Portions of Phase One of Oak Park and River Forest High School’s major renovation project are expected to be completed before Aug. 16, the first day of school. That means staff and students will be walking into a school building featuring a new welcome center and student commons.
The first phase, a roughly $32.6 million project, is part of Imagine OPRF, a master facilities plan that aims to address the school’s lack of investment in the Scoville Avenue campus over several decades as well as rethink student gathering places and classrooms to reflect current needs. The district is working with FGM Architects and Pepper Construction Company on a long list of capital enhancements, ranging from revamping the welcome center and student commons areas to improving the special education spaces.
The welcome center – an area near the school’s main entrance designed for both security and to greet staff, students and visitors – will now include a new waiting area, front desk and four-panel video walls, said Karin Sullivan, director of communications and community relations.
Before the renovations, the waiting area in the welcome center was just a row of chairs lined up against a wall “that were kind of in the way,” Sullivan said. The center will also have some cubby units used to hold lunches, books or other items dropped off by parents and caregivers.
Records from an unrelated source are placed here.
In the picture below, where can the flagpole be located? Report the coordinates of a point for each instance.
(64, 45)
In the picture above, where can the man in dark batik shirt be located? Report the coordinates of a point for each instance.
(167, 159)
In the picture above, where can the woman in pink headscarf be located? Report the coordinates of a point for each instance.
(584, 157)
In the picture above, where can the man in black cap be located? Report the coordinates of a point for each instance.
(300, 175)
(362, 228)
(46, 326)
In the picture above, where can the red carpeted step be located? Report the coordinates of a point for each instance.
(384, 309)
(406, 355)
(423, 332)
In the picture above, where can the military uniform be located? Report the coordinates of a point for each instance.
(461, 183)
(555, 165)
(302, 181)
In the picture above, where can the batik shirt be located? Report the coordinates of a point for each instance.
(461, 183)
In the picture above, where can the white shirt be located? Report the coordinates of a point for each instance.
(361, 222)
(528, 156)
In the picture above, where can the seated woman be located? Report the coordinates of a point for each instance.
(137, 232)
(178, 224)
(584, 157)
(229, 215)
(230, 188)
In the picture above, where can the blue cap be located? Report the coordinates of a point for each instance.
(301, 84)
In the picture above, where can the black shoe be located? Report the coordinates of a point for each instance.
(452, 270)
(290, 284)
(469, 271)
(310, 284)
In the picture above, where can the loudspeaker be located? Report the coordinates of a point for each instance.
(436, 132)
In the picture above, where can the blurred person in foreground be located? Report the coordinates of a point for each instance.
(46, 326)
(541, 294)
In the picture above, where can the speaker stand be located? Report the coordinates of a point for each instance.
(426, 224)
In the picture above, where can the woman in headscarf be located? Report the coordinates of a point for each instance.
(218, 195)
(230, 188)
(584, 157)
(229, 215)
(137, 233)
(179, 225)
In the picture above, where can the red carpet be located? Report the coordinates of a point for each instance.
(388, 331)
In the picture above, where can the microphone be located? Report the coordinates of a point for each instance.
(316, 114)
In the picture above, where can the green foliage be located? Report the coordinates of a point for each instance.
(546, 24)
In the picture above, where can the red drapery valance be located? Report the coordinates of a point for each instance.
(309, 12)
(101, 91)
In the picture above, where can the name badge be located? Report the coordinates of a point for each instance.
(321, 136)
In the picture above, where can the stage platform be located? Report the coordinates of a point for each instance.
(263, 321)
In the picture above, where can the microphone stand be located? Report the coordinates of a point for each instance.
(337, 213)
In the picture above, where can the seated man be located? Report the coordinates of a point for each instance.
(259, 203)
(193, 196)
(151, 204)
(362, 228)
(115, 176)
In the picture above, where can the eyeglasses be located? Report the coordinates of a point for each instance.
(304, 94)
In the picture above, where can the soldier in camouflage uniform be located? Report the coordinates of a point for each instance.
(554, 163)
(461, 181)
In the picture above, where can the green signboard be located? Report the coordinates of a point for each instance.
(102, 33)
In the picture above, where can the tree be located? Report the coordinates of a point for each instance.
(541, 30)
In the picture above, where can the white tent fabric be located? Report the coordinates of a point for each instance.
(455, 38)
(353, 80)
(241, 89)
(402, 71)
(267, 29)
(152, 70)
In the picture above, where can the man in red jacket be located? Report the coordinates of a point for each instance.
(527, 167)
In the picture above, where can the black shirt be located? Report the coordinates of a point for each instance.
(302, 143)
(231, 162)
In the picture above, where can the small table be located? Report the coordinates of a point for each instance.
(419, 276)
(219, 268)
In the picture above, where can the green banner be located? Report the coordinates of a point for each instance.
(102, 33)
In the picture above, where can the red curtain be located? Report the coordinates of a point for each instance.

“The flow’s just going to be a lot smoother. It’s more open. It’s more welcoming,” Sullivan said.
The student commons, formerly known as the student center, is a large open space inside the welcome center. That area will soon serve students better, offering more seating and room to gather, Sullivan said. The commons will also have an ADA-compliant ramp to accommodate those with disabilities.
The Book of Learning – a 10-foot by 12-foot limestone sculpture – will act as a showpiece in the commons, tying the space together. The artifact, which was brought out of storage, weighs about five tons and will be encased in glass for protection.
“OPRF is very tradition-oriented,” Sullivan said about the preserved centerpiece. “People are very proud of the history of OPRF. So, it’s really exciting to have this literal piece of history on display now.”
During the planning process for Imagine OPRF, students had called for more informal gathering spaces, Sullivan said.
The staircase in the newly dubbed student commons will lead students to an expanded balcony, providing another place for them to hang out, eat lunch or study, Sullivan said. That space can also be converted into a classroom for teachers, she said.
By early August, OPRF will have eight all-gender bathrooms, and renovations to 16 of the total 76 classrooms will be finished. Classroom renovations include new doors, flooring and ventilation systems.
Remaking of the south cafeteria and student resource center are major ongoing projects and are anticipated to be finished by January 2022. The old cafeteria has been demolished, and the building of its three-story 45,000-square-foot replacement building – which includes the cafeteria and the resource center – began last summer. The addition will feature a new basement right underneath the cafeteria, Sullivan said.
She said OPRF did not have a basement or a designated storage space. School staff and employees often converted their conference rooms or classrooms into makeshift storage spaces for supplies, uniforms and other equipment.
This month the first phase of improvements for the special education spaces will be done. Staff and students will have a new sensory room and meeting room. Creating an ADA-compliant restroom and revamping other special education classrooms and administrative offices comprise the next list of projects for phase two.